Schools for the 21st Century need quality online instruction in foreign languages. Instead of a single foreign language high schools should offer a menu of languages, e.g., Spanish, French, German, Russian, Japanese, Arabic, and Mandarin. The completely automated coursework needs to become interactive and supported by native speakers available online. Rather than a teacher in a classroom, schools should provide a high-tech language lab, preferably (but not necessarily) staffed by a certified teacher. Classes and student progress should be regularly monitored by an adult, but students should be allowed to progress at their own pace and potentially complete more coursework than is currently possible with our existing paradigm. With the technology available to today's students this can be a reality now. We need to make our schools as relevant as students are finding in their social networks online.

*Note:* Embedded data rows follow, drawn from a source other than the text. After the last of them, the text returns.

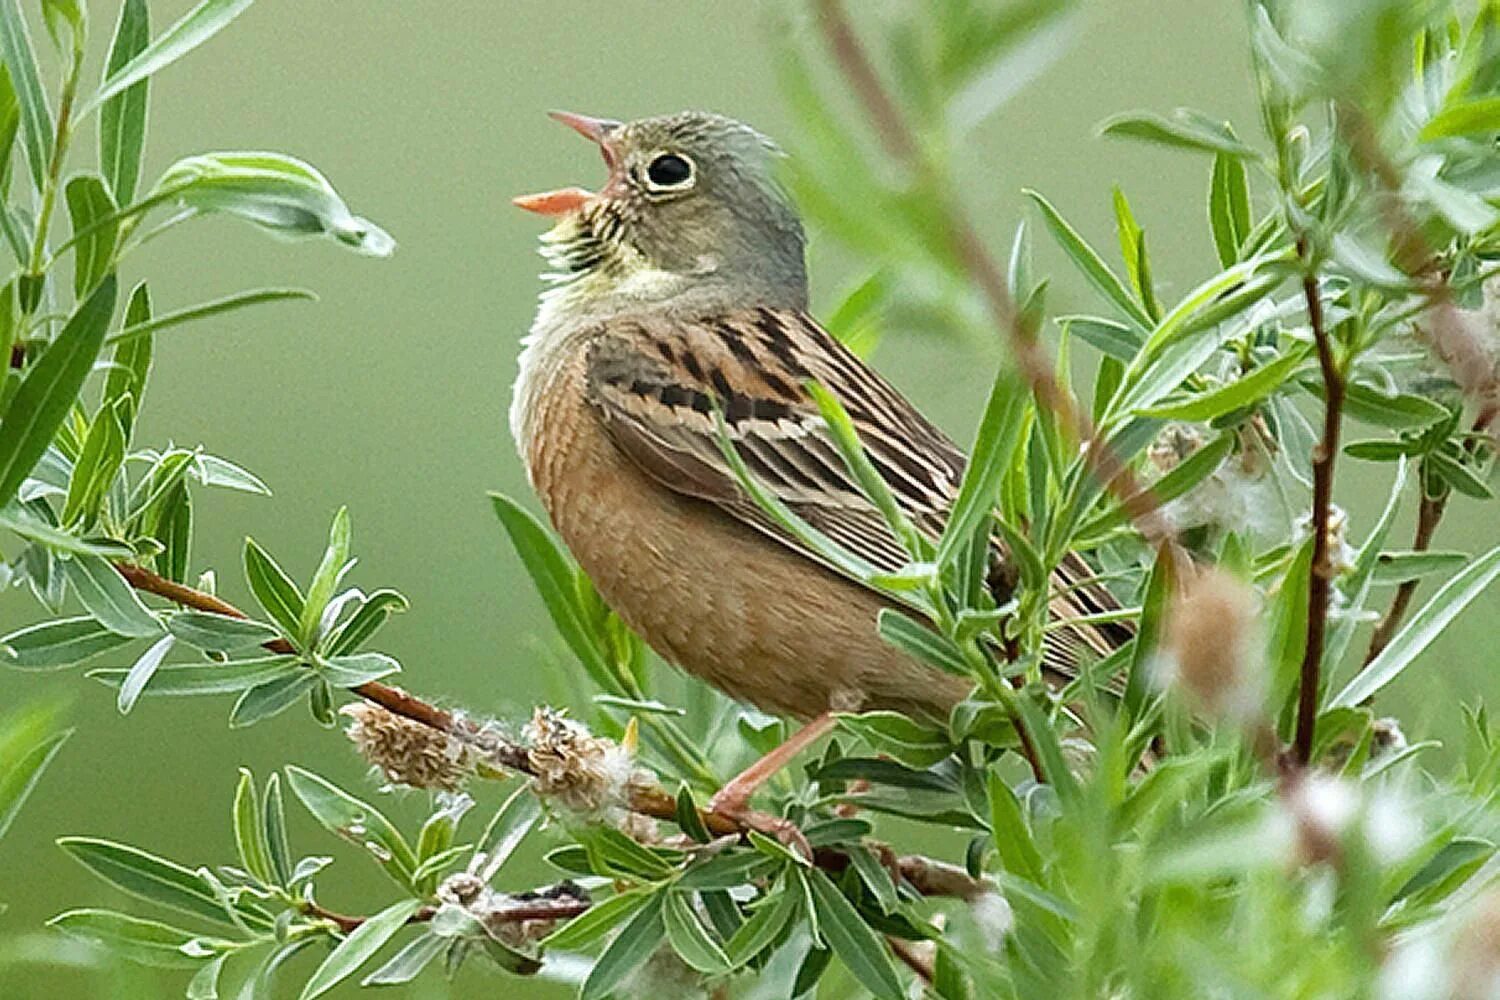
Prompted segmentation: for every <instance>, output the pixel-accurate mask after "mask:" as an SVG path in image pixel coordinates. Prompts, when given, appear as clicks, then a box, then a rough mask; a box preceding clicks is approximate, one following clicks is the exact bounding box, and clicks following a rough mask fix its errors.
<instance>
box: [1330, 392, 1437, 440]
mask: <svg viewBox="0 0 1500 1000" xmlns="http://www.w3.org/2000/svg"><path fill="white" fill-rule="evenodd" d="M1304 388H1307V390H1308V391H1311V393H1313V394H1314V396H1317V397H1319V399H1322V397H1323V384H1322V381H1310V382H1304ZM1344 406H1346V409H1347V411H1349V415H1350V417H1355V418H1356V420H1362V421H1365V423H1367V424H1376V426H1377V427H1391V429H1392V430H1413V429H1418V427H1427V426H1430V424H1434V423H1437V421H1439V420H1446V418H1448V409H1446V408H1445V406H1443V405H1442V403H1437V402H1433V400H1431V399H1427V397H1425V396H1415V394H1412V393H1401V394H1398V396H1388V394H1386V393H1383V391H1380V390H1377V388H1374V387H1371V385H1365V384H1364V382H1350V384H1349V385H1347V387H1346V388H1344Z"/></svg>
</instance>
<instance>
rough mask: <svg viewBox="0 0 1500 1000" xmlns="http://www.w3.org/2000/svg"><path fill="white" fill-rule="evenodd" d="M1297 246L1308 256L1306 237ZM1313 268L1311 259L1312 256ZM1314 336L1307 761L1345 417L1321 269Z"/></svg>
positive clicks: (1325, 594) (1303, 752)
mask: <svg viewBox="0 0 1500 1000" xmlns="http://www.w3.org/2000/svg"><path fill="white" fill-rule="evenodd" d="M1298 250H1299V253H1301V255H1302V258H1304V261H1308V246H1307V240H1299V241H1298ZM1308 267H1310V268H1311V267H1313V264H1311V262H1308ZM1302 297H1304V300H1305V303H1307V310H1308V322H1310V324H1311V327H1313V342H1314V345H1316V346H1317V360H1319V367H1320V369H1322V372H1323V393H1325V400H1323V439H1322V441H1319V442H1317V445H1316V447H1314V448H1313V571H1311V574H1310V582H1308V631H1307V646H1305V648H1304V651H1302V673H1301V681H1299V688H1298V729H1296V735H1295V736H1293V742H1292V759H1293V762H1295V763H1296V765H1299V766H1304V768H1305V766H1307V763H1308V762H1310V760H1311V759H1313V733H1314V730H1316V727H1317V696H1319V684H1320V679H1322V667H1323V639H1325V634H1326V633H1328V601H1329V594H1331V591H1332V586H1334V577H1335V576H1337V574H1338V567H1335V565H1334V559H1332V558H1331V556H1329V544H1328V543H1329V537H1328V535H1329V523H1331V520H1332V513H1334V462H1335V459H1337V457H1338V436H1340V430H1341V427H1343V418H1344V372H1343V370H1341V369H1340V366H1338V360H1337V358H1335V357H1334V342H1332V339H1331V337H1329V333H1328V327H1326V324H1325V321H1323V295H1322V291H1320V288H1319V279H1317V273H1316V271H1313V270H1308V273H1307V274H1305V276H1304V277H1302Z"/></svg>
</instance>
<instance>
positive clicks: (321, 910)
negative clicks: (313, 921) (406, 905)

So what will happen to all the foreign language teachers currently employed in America's high school? Let us all move them into the elementary where brain research tells us children are acquiring their language skills. A child who learns a language from a native speaker by third grade will have a lifetime ability to speak that language without an accent. We need to rethink and change the delivery of foreign language in America's schools.

Tuesday, November 1, 2011

1:1 Laptops are not about Increased Test Scores

"If we implement one-to-one computing, will our standardized test scores go up?" said many school board members when their respective schools were considering a laptop initiative for their students.

Unfortunately, the data is inconclusive. There are some studies that show gains, but some of these studies are minor or narrow. Meanwhile some other studies show no difference. The brightest hope for increased standardized test achievement is in student writing skills. Unfortunately, many writing assessments are subjective. And most national tests do not truly assess writing; it simply does not fit the bubble sheet answer format.

Our school is now in its second year of using one-to-one laptops in grades 4 through 12. I am convinced that laptops can grow standardized test scores. However, I do not believe this is the proper use for them. There are a number of quality software programs that provide students with extra practice that could increase their assessment scores. If a school was to use their laptops for intensive basic skills practice on a daily basis, I am of the opinion that test scores will improve significantly.

But there is a larger question: is this really the best use of expensive laptop computers? Can't the same aim be met if we simply immerse our students in reams of worksheets?

One-to-one laptops are about 21st Century Learning. We use them to promote research and critical thinking to increase higher order thinking skills among our students. We are trying to get our students collaborating with classmates and with students around the world. We want our students using creativity to solve problems. This is education that will prepare our students for the world ahead of them, and this is the way to use a valuable learning tool such as a laptop for each and every student.